Recently, numerous models have been developed to predict drug interactions with molecules. However, integrating diverse data sources and improving the accuracy of biological activity predictions remains a challenge in cheminformatics and drug discovery.

In this work, we present a machine learning-based approach for predicting the assay efficacy of molecules targeting calmodulin (CaM) pathway proteins. To build and evaluate the model, we assembled a diverse dataset involving approved drugs and experimental compounds reported to interact with CaM complexes. Our approach is based on the IFPTML (Information Fusion–Perturbation Theory–Machine Learning) methodology, implemented using the XGBoost algorithm. This strategy enables the integration of structural, physicochemical, and biological information into a unified predictive system capable of handling complex biochemical interactions.

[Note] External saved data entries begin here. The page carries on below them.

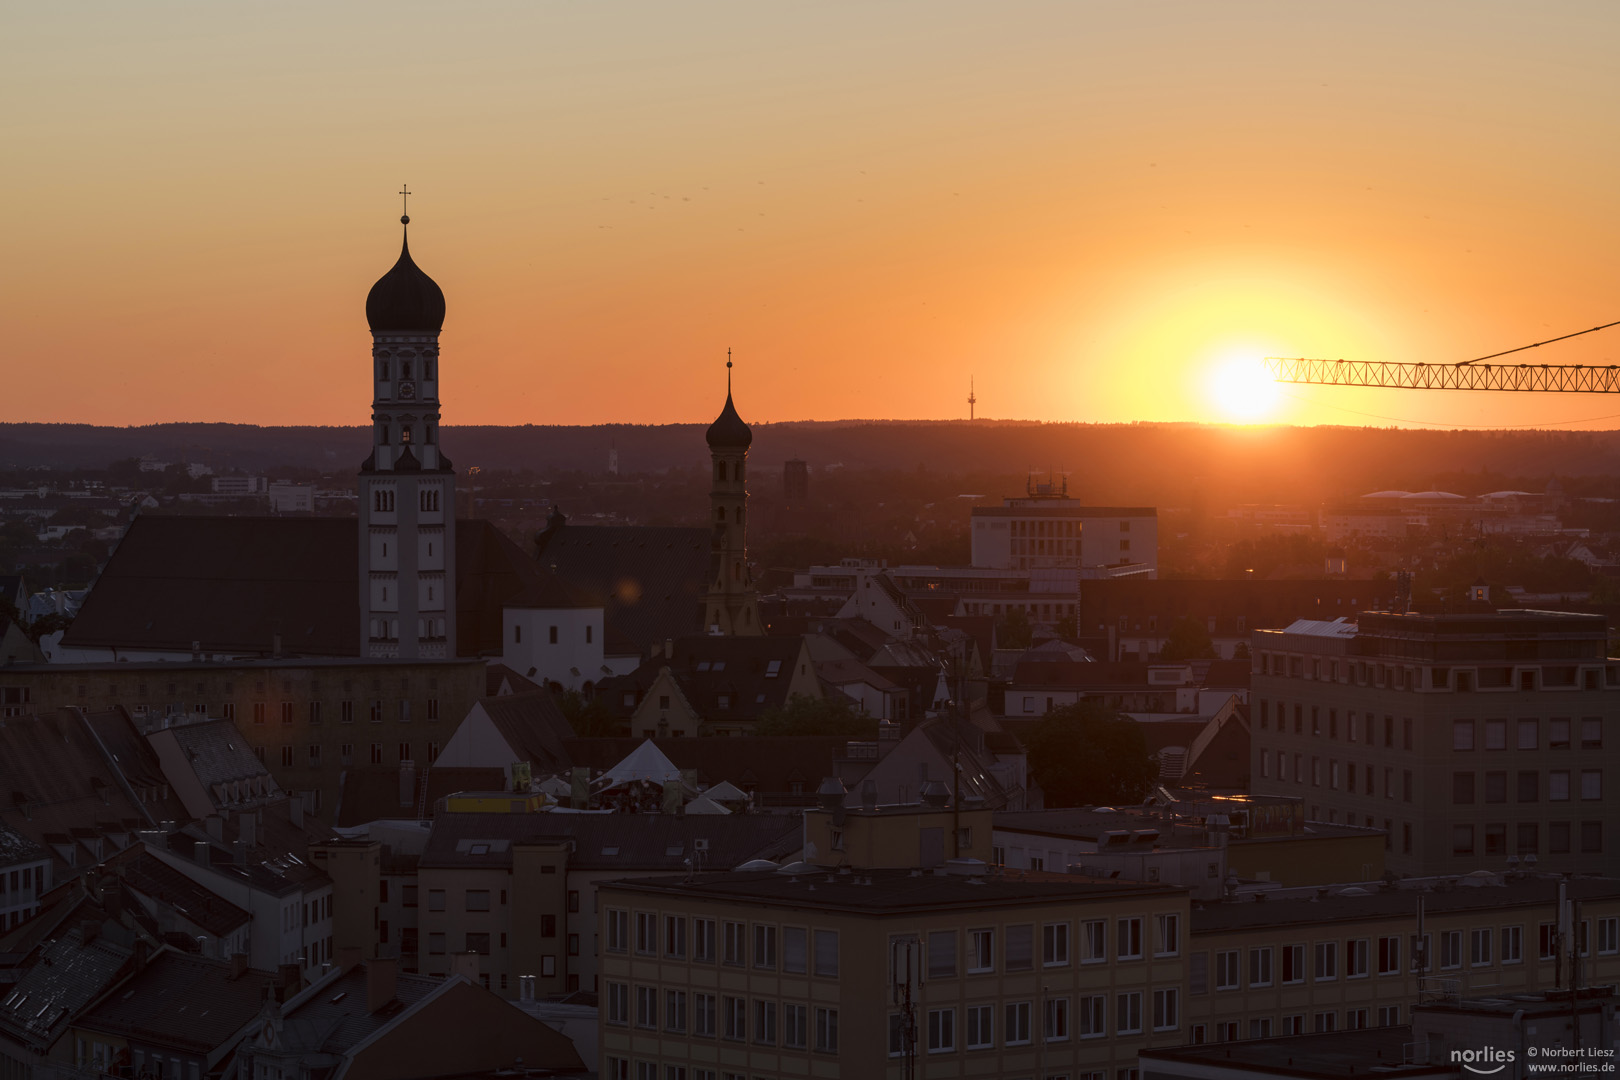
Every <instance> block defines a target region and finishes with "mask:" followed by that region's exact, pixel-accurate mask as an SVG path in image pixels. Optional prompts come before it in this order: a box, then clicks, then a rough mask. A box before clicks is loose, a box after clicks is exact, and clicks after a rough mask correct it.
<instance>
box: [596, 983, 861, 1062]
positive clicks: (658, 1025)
mask: <svg viewBox="0 0 1620 1080" xmlns="http://www.w3.org/2000/svg"><path fill="white" fill-rule="evenodd" d="M632 1002H633V1012H632ZM608 1023H616V1025H629V1023H635V1027H638V1028H645V1030H648V1031H659V1030H661V1031H667V1033H671V1035H692V1036H697V1038H724V1040H731V1041H734V1043H753V1044H755V1046H781V1048H784V1049H812V1048H813V1049H816V1051H821V1052H826V1054H836V1052H838V1009H829V1007H826V1006H815V1007H812V1006H805V1004H800V1002H792V1001H774V999H768V997H752V999H750V997H732V996H719V994H706V993H700V991H685V989H666V991H663V994H661V996H659V989H658V988H656V986H630V984H629V983H608Z"/></svg>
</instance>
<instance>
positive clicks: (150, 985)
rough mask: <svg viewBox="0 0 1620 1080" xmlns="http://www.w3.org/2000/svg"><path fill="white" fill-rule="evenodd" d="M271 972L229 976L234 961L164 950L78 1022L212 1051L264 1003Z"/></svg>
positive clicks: (113, 991) (162, 1047) (167, 1041)
mask: <svg viewBox="0 0 1620 1080" xmlns="http://www.w3.org/2000/svg"><path fill="white" fill-rule="evenodd" d="M274 984H275V976H274V975H271V973H267V972H245V973H241V975H240V976H237V978H232V976H230V963H228V962H224V960H209V959H204V957H194V955H186V954H181V952H172V950H164V952H159V954H157V955H154V957H152V959H151V962H149V963H147V965H146V967H144V968H141V970H139V972H138V973H136V975H134V976H133V978H130V980H128V981H125V983H123V984H122V986H118V988H115V989H113V993H112V994H109V996H107V997H105V999H104V1001H102V1002H100V1004H97V1006H96V1007H94V1009H91V1010H89V1012H87V1014H84V1015H83V1017H81V1018H79V1020H78V1027H84V1028H89V1030H92V1031H105V1033H109V1035H123V1036H133V1038H138V1040H139V1041H141V1043H146V1044H147V1046H154V1044H156V1046H162V1048H165V1049H167V1048H175V1049H181V1051H191V1052H194V1054H204V1056H206V1054H209V1052H212V1051H215V1049H219V1048H220V1046H222V1044H225V1043H228V1041H230V1040H232V1036H235V1035H237V1033H238V1031H241V1030H243V1028H245V1027H246V1025H248V1023H249V1022H251V1020H253V1018H254V1017H256V1015H259V1010H261V1009H262V1007H264V997H266V991H267V989H269V988H271V986H274Z"/></svg>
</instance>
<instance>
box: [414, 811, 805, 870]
mask: <svg viewBox="0 0 1620 1080" xmlns="http://www.w3.org/2000/svg"><path fill="white" fill-rule="evenodd" d="M697 839H703V840H708V853H706V855H705V857H703V863H705V866H713V868H723V866H724V868H732V866H739V865H742V863H745V861H748V860H752V858H781V857H782V855H787V853H794V852H797V850H799V845H800V842H802V826H800V821H799V818H797V816H776V814H732V816H729V818H727V816H713V818H711V816H697V818H685V816H679V814H556V813H541V814H444V816H442V818H439V819H436V821H434V823H433V834H431V836H429V837H428V850H426V852H424V853H423V857H421V861H420V865H421V866H509V865H510V861H512V848H510V844H512V842H517V840H556V842H561V840H573V844H575V848H573V853H572V855H570V857H569V865H570V866H572V868H575V870H609V871H612V870H624V871H625V873H632V871H637V873H646V871H671V873H676V871H680V870H684V868H685V860H687V858H690V857H692V855H693V850H695V848H693V840H697ZM483 844H488V852H483V853H478V855H475V853H473V850H476V847H480V845H483Z"/></svg>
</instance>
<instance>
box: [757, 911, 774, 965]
mask: <svg viewBox="0 0 1620 1080" xmlns="http://www.w3.org/2000/svg"><path fill="white" fill-rule="evenodd" d="M753 967H757V968H763V970H768V972H774V970H776V928H774V926H766V925H763V923H755V925H753Z"/></svg>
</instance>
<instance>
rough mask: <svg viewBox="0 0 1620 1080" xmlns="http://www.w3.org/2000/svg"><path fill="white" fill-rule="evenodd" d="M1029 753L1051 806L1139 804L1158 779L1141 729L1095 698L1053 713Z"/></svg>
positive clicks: (1046, 723)
mask: <svg viewBox="0 0 1620 1080" xmlns="http://www.w3.org/2000/svg"><path fill="white" fill-rule="evenodd" d="M1024 751H1025V755H1027V756H1029V764H1030V771H1032V772H1034V774H1035V782H1037V784H1040V790H1042V792H1043V793H1045V797H1047V805H1048V806H1095V805H1100V803H1139V801H1142V798H1144V797H1145V795H1147V792H1149V789H1152V785H1153V780H1155V779H1157V777H1158V767H1157V766H1155V764H1153V761H1152V758H1150V756H1149V750H1147V737H1145V735H1144V733H1142V727H1140V725H1139V724H1137V722H1136V721H1132V719H1131V717H1128V716H1123V714H1121V712H1119V711H1118V709H1111V708H1108V706H1106V704H1103V703H1102V701H1098V699H1095V698H1087V699H1084V701H1081V703H1079V704H1066V706H1063V708H1059V709H1053V711H1051V712H1048V714H1047V716H1045V717H1043V719H1042V721H1040V722H1038V724H1035V727H1034V729H1030V732H1029V735H1027V737H1025V738H1024Z"/></svg>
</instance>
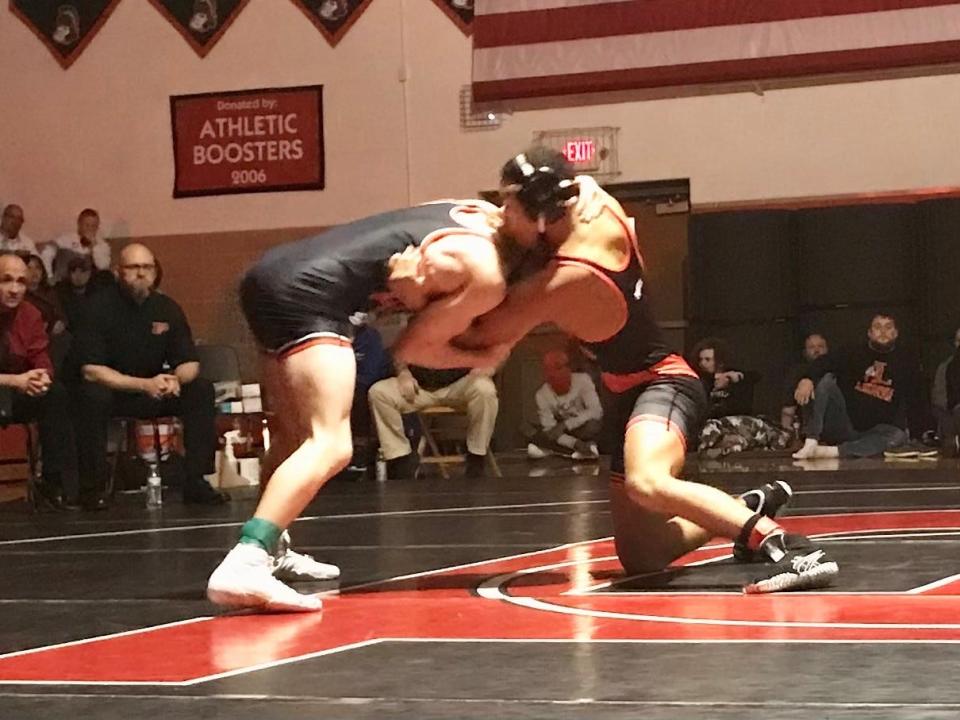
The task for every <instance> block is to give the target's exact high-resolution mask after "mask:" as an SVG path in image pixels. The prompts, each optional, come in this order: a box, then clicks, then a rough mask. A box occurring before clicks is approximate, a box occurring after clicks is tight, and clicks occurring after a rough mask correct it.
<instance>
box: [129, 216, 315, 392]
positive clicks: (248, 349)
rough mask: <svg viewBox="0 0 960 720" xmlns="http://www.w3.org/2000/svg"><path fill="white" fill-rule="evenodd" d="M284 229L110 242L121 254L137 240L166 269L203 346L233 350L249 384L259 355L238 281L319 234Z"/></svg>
mask: <svg viewBox="0 0 960 720" xmlns="http://www.w3.org/2000/svg"><path fill="white" fill-rule="evenodd" d="M319 230H320V228H283V229H279V230H251V231H243V232H223V233H203V234H197V235H165V236H152V237H138V238H117V239H114V240H111V244H112V245H113V257H114V261H116V259H117V257H118V256H119V252H120V249H121V248H123V246H124V245H126V244H127V243H129V242H132V241H134V240H136V241H137V242H141V243H143V244H145V245H146V246H147V247H149V248H150V249H151V250H153V252H154V254H155V255H156V256H157V258H158V259H159V261H160V263H161V264H162V265H163V291H164V292H165V293H167V294H168V295H169V296H170V297H172V298H173V299H174V300H176V301H177V302H178V303H180V305H181V307H183V310H184V312H185V313H186V314H187V319H188V320H189V322H190V326H191V327H192V328H193V334H194V337H195V338H196V339H197V341H198V342H204V343H210V344H224V345H233V346H234V347H235V348H237V352H238V353H239V354H240V368H241V372H242V373H243V378H244V380H246V381H250V382H255V381H257V380H258V379H259V378H258V370H257V353H256V349H255V346H254V342H253V338H252V337H251V336H250V333H249V331H248V330H247V327H246V323H245V321H244V319H243V315H242V313H241V312H240V305H239V302H238V299H237V289H236V288H237V281H238V280H239V277H240V275H241V273H243V271H244V270H245V269H246V268H248V267H249V266H250V265H251V264H253V263H254V262H255V261H256V260H257V258H259V257H260V255H262V254H263V252H264V251H265V250H267V249H268V248H270V247H273V246H274V245H278V244H280V243H284V242H289V241H291V240H296V239H299V238H302V237H306V236H308V235H312V234H314V233H316V232H318V231H319Z"/></svg>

The resulting model demonstrated strong predictive performance, achieving 89.1% accuracy and 89.0% sensitivity on an external test set. Feature importance analysis revealed critical molecular descriptors and assay conditions that contribute significantly to biological activity, providing insights into the key factors that influence compound efficacy.

To further assess the model’s utility, we applied it in a virtual screening scenario using a set of riluzole derivatives. The model correctly identified those derivatives predicted to be more bioactive than riluzole under specific assay conditions, highlighting its value in rational drug design.

Overall, this study introduces a scalable and data-driven computational framework for supporting early-stage discovery of bioactive compounds in CaM-related pathways.